スターリンの鼻が落っこちた ユージン・イェルチン 若林千鶴訳 岩波書店

橋下大阪市長の従軍慰安婦に対する発言が物議をかもしていますが、私は彼が使う「活用」という言葉が、彼の女性に対する考え方を語っているように思います。性は、人が人として生きていく根幹にある、自己の尊厳と不可避に結びついているもので、決して人に「活用」されてはならないものなのです。彼は、そういうことがわからない人なのでしょう。でも、今の日本では、こうして「おかしい」と思ったことについて発言も議論も出来ますが、もし政治に対して何も言えなくなってしまったときに、彼のような人間がトップに座ってしまったら―そう思うと非常に恐ろしい。この『スターリンの鼻がおっこちた』は、スターリン時代のソ連の少年が経験した恐怖の物語です。全く他人事ではない恐怖が目の前に迫ってくる迫力に満ち溢れています。

子どもは、一番強く時代の影響を受ける存在です。子どもは自分の弱さをよく知っています。そして、大人のように思想や教育から距離を取って生きていくことはできません。この物語の主人公であるザイチクも、秘密警察の父を幹部に持つ筋金入りの共産主義者として、ピオネール団という党の少年部に入団することを楽しみにしています。ところが、入団式の前日、今度は父親が秘密警察に逮捕され、連行されてしまうのです。密告したのは隣に住む男で、ほかに家族のいないザイチクはあっという間に夜の町に放り出されてしまいます。

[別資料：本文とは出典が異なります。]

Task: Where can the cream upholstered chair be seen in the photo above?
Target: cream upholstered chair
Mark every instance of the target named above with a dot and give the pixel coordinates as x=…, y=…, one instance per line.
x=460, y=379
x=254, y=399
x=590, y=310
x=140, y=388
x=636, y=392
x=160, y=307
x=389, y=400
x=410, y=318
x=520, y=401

ソ連という国がかってあったこと。スターリンが「大粛清時代」に2000万人もの人を追放したり処刑したり、収容所送りにしたこと。この本をいきなり手にした子どもは、そんな歴史的な知識を持ち合わせないことだろうと思います。でも、冒頭の、ザイチクが書いたスターリンへの手紙に、まず衝撃を受けるはずです。衝撃を受けないまでも、その為政者に対する盲目的な「いい子」っぷりに居心地の悪さを覚えるはずです。彼にとっては秘密警察にいる父親は英雄なのです。ザイチクを取り巻く何もかもが、今の自分たちの価値観とは違うらしい。ザイチクの眼を通じて感じるその居心地の悪さは、読むに従ってますます強くなります。監視しあっているアパートの人たちの目つき。いきなり鳴らされる真夜中の呼び鈴と、階段を上がってくる軍靴の音。いきなり連れ去られる父親の背中。ザイチクは一夜にして「いい子」から人民の敵の子どもに転がり落ちてしまったのです。転がり落ちてしまったザイチクの世界は一変します。しかも、ザイチクは学校でスターリンの胸像の鼻を壊してしまうのです。ゴーゴリの『鼻』の八等官のように、自分を取り巻くすべての世界が変わってしまったのです。今や、ザイチクも「人民の敵」。ザイチクは怯えます。教室内で行われる胸像を壊した犯人探しの恐ろしいこと。しかし、恐怖はこれで終わりません。これまで馬鹿にしていた同級生のメガネがまず自分の代わりに連れて行かれ、それから密告によって担任の先生が連れていかれ・・・ザイチクは校長に自分の父親を密告することを勧められ、そのときにもっと恐ろしい秘密を教えられるのです。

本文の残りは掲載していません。